But, if she should reject Andras, he would die, Varhely had said it. She would then slay two beings, Andras and herself, with a single word. She! She did not count! But he! And yet she must speak. But why speak? Was it really true that she had ever loved another? Who was it? The one whom she worshipped with all her heart, with all the fibres of her being, was Andras! Oh, to be free to love him! Marsa’s sole hope and thought were now to win, some day, forgiveness for having said nothing by the most absolute devotion that man had ever encountered. Thinking continually these same thoughts, always putting off taking a decision till the morrow, fearing to break both his heart and hers, the Tzigana let the time slip by until the day came when the fete in celebration of her betrothal was to take place. And on that very day Michel Menko appeared before her, not abashed, but threatening. Her dream of happiness ended in this reality—Menko saying: “You have been mine; you shall be mine again, or you are lost!”
Lost! And how?
With cold resolution, Marsa Laszlo asked herself this question, terrible as a question of life or death:
“What would the Prince do, if, after I became his wife, he should learn the truth?”
“What would he do? He would kill me,” thought the Tzigana. “He would kill me. So much the better!” It was a sort of a bargain which she proposed to herself, and which her overwhelming love dictated.
“To be his wife, and with my life to pay for that moment of happiness! If I should speak now, he would fly from me, I should never see him again—and I love him. Well, I sacrifice what remains to me of existence to be happy for one short hour!” She grew to think that she had a right thus to give her life for her love, to belong to Andras, to be the wife of that hero if only for a day, and to die then, to die saying to him: “I was unworthy of you, but I loved you; here, strike!” Or rather to say nothing, to be loved, to take opium or digitalis, and to fall asleep with this last supremely happy thought: “I am his wife, and he loves me!” What power in the world could prevent her from realizing her dream? Would she resemble Michel in lying thus? No; since she would immediately sacrifice herself without hesitation, with joy, for the honor of her husband.
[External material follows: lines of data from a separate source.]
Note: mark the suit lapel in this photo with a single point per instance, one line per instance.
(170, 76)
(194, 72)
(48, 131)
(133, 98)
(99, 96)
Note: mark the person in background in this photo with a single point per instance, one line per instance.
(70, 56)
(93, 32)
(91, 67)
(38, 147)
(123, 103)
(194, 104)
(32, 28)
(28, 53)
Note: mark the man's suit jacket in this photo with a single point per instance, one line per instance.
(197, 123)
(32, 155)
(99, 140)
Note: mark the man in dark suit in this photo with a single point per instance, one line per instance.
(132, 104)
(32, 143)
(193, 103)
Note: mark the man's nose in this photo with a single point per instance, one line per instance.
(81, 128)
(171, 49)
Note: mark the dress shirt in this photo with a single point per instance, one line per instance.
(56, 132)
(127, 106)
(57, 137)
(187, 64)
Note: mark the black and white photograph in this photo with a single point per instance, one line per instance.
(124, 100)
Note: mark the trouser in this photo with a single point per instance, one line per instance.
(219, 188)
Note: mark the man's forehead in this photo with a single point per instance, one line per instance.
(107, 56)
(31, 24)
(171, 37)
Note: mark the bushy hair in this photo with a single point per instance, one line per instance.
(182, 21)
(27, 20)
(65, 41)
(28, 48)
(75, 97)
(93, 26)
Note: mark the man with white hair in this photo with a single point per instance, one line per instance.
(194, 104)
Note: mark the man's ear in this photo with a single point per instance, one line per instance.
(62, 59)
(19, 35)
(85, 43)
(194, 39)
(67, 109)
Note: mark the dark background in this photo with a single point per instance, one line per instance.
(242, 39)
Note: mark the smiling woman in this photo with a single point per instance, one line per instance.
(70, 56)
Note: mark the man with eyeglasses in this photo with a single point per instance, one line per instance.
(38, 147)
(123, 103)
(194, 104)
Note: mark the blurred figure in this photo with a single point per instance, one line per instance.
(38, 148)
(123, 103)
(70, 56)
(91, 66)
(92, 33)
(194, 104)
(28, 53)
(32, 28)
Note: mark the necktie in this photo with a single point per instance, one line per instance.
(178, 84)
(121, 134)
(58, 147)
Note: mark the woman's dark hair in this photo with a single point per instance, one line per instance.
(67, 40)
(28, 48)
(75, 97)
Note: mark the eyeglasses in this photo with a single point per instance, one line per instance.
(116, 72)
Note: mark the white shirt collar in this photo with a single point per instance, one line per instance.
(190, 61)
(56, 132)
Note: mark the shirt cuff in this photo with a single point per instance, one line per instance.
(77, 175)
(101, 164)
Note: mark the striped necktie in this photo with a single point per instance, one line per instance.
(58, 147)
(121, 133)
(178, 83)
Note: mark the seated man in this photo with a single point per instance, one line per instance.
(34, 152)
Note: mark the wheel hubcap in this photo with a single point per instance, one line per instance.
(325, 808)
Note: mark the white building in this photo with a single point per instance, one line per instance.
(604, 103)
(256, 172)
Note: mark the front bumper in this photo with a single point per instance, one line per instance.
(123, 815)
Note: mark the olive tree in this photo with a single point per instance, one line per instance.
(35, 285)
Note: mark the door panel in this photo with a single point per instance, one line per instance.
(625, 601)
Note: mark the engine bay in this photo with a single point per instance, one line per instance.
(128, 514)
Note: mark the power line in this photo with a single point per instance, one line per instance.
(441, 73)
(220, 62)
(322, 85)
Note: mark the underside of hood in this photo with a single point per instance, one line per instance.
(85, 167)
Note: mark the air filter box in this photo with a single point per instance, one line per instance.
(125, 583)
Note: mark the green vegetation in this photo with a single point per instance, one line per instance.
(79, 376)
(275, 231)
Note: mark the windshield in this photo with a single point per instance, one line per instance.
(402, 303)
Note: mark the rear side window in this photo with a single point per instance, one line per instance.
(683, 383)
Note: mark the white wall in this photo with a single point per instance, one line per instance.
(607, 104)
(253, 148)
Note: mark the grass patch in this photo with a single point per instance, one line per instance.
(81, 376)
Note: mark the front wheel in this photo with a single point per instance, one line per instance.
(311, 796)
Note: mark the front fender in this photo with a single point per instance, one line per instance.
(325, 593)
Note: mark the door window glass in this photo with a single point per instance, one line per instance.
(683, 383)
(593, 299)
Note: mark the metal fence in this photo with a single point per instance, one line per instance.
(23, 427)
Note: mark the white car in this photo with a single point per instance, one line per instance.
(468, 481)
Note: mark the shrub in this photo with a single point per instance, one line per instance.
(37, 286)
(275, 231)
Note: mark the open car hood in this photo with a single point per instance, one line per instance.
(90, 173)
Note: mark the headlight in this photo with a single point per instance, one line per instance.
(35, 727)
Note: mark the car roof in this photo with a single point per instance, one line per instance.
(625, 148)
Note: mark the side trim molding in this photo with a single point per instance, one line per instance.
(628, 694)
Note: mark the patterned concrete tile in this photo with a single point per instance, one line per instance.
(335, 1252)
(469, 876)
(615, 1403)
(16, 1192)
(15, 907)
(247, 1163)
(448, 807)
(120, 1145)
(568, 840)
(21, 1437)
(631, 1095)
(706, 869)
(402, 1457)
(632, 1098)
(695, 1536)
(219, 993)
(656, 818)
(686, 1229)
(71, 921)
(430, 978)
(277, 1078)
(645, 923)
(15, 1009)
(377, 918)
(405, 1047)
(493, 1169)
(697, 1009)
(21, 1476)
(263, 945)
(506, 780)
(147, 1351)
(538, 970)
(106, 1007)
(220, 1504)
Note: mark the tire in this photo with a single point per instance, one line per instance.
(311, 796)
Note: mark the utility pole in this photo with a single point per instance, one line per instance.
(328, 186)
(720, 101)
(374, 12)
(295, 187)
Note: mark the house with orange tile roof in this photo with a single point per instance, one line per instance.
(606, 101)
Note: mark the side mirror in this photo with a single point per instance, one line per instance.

“Yes, my life against his love. I shall be his wife and die!”
She did not think that, in sacrificing her life, she would condemn Zilah to death. Or rather, with one of those subterfuges by which we voluntarily deceive ourselves, she thought: “He will be consoled for my death, if he ever learns what I was.” But why should he ever learn it? She would take care to die so that it should be thought an accident.
Marsa’s resolve was taken. She had contracted a debt, and she would pay it with her blood. Michel now mattered little to her, let him do what he would. The young man’s threat: “To-morrow night!” returned to her mind without affecting her in the least. The contemptuous curl of her lip seemed silently to brave Michel Menko.
In all this there was a different manifestation of her double nature: in her love for Andras and her longing to become his wife, the blood of the Tzigana, her mother, spoke; Prince Tchereteff, the Russian, on the other hand, revived in her silent, cold bravado.